In Victorian England, central heating was a distant dream in the future although steam heating was invented in 1850.
Most Victorian houses were heated by fireplaces burning coal or logs in every room.
Victorian fireplaces were initially made of marble or slate but later cast iron frames became popular and had colourful tile insets down either side and a decorative mantelshelf made of slate or pine.
Early Victorian fireplaces had floral patterns in the iron casting but by late Victorian times the iron fireplaces were plainer with simple lines.
Cheaper homes had mantels made of wood or slate and had them painted to look like marble in order to impress visiting guests.
Generally Victorian fireplaces reflected the style of the home, with grander houses having some very ornate and lovely fireplaces.
Furnishings and architecture during the Victorian era gradually changed and became Gothic Revival and this also influenced the style of fireplaces.
Generally large and covered with grand ornamentation, they began to incorporate heraldry, tracery and medieval styles.

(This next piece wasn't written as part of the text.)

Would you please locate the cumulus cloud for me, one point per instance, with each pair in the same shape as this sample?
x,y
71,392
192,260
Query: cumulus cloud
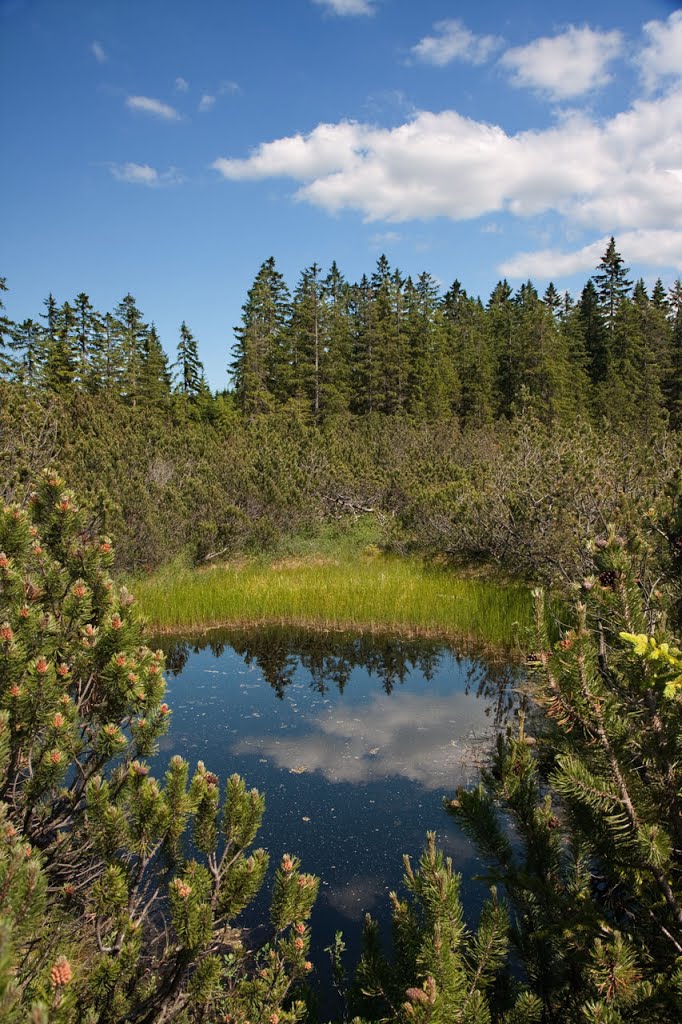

The later Arts and Crafts movement in late Victorian times also imitated similar techniques.
Some Victorian fireplaces had a rather ecclesiastical look with a pointed inner arch above the fire, rather like a church window. The fireplaces were extremely imposing but fortunately Vicitorina homes generally had large rooms with high ceilings so the fireplaces did not look too out of place.

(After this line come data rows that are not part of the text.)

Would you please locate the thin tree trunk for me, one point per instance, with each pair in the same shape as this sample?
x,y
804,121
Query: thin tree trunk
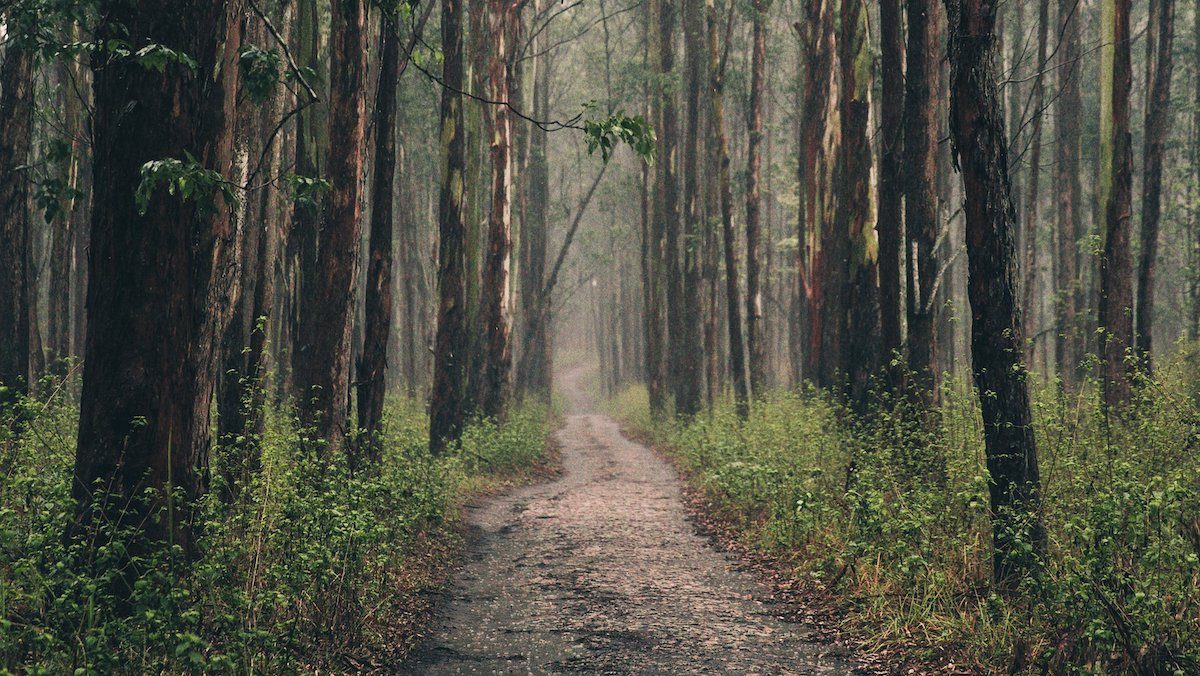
x,y
16,136
1115,193
450,358
861,354
755,333
1158,123
737,352
892,172
372,364
977,126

Some old Victorian houses may still have their original fireplaces. The antique marble and carved wood designs show how talented craftsmen were at creating such beautiful workmanship. Heavy metal firebacks were used in later times to radiate the heat out into the room and were also used as decoration.

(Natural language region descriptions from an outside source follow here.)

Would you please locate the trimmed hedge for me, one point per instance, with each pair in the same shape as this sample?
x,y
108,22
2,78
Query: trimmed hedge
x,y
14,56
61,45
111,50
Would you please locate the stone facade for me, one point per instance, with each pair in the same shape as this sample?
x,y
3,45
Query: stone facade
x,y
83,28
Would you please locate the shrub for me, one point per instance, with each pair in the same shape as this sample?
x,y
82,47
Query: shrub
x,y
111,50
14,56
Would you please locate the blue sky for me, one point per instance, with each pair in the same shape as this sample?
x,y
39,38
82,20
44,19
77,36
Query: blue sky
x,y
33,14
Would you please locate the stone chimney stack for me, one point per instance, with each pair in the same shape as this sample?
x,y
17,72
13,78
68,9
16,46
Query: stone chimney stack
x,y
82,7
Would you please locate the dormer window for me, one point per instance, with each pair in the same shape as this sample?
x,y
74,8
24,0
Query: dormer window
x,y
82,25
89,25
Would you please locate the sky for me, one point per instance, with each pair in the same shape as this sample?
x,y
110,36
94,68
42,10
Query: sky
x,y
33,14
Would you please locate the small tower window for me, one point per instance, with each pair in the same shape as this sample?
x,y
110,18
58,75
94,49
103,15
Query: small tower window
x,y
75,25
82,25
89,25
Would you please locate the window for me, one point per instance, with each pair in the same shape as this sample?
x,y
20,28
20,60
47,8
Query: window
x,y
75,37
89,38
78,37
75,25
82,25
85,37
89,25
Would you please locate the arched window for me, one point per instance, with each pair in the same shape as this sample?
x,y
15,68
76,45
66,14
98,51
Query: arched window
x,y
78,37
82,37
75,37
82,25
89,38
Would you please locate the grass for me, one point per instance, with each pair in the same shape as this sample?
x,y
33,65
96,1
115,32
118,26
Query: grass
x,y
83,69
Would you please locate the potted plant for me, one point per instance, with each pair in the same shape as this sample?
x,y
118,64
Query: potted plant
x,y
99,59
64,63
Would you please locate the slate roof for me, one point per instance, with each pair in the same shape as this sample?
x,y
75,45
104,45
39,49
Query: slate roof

Along with Victorian fireplaces, fire screens were the focal point of any room in the house. The ladies of the house would show off their embroidery and tapestry skills by embroidering fire screens and many of them were works of art. The frames and feet of fire screens were carved from satinwood, rosewood or mahogany and supported screens made of fabric, stained glass or papier-maché.
Those seeking to restore a Victorian house to its former glory may be interested in reinstating a Victorian fireplace. They can still be found in salvage yards and at antique fairs as people generally appreciate their value and decoration. However, it is worth buying from a reputable dealer as theft of Victorian fireplaces from stately homes is a growing trend which indicates their increasing popularity and value.
If you have a cast iron Victorian fireplace which needs renovating or cleaning, never use water as it will begin a rusting process! Instead, clean it using metal polish on 0000 grade wire wool and rub it into the metal, working over a small area at a time. If rust is already present, this same method and plenty of elbow grease will eventually eliminate it. Continue polishing the Victorian fireplace to a high shine with the wire wool.
Other collectibles associated with Victorian fireplaces include log boxes, often made of brass; fire dogs which cradle logs and accelerate burning; pokers, bellows, coal tongs and toolstands.